- Performing Frogs at the Hult Center for the Performing Arts in 2015
- Artist: David Gilhooly
- Year: 1982
- Type: Sculpture
- Medium: Ceramic; concrete;
- Subject: Frogs
- Condition: "Treatment urgent" (1993)
- Location: Eugene, Oregon, United States; 44°03′09″N 123°05′35″W﻿ / ﻿44.052480°N 123.093111°W;

= Performing Frogs =

Sculpture in Eugene, Oregon, U.S.

Performing Frogs is a 1982 sculpture by David Gilhooly, in Eugene, Oregon, United States.

==Description==
David Gilhooly's Performing Frogs (1982) is a ceramic sculpture depicting frogs performing acrobatics that was originally atop six concrete pillars.
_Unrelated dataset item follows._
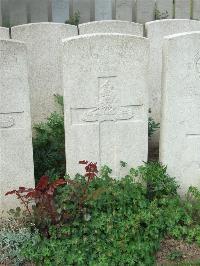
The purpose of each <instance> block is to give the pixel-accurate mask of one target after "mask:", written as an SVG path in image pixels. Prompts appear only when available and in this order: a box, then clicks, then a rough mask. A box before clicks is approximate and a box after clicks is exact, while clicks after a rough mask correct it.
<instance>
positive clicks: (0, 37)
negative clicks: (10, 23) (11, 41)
mask: <svg viewBox="0 0 200 266" xmlns="http://www.w3.org/2000/svg"><path fill="white" fill-rule="evenodd" d="M2 39H9V29H8V28H4V27H0V40H2Z"/></svg>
Some of the frogs have birds sitting on their heads. It is installed at the Hult Center for the Performing Arts. A nearby plaque reads: Performing Frogs/David Gilhooly/1982. The sculpture's condition was deemed "treatment urgent" by the Smithsonian Institution's "Save Outdoor Sculpture!" program in October 1993. It is administered by the City of Eugene.

The deteriorating sculpture was later moved indoors, above one of the Hult Center's entrances.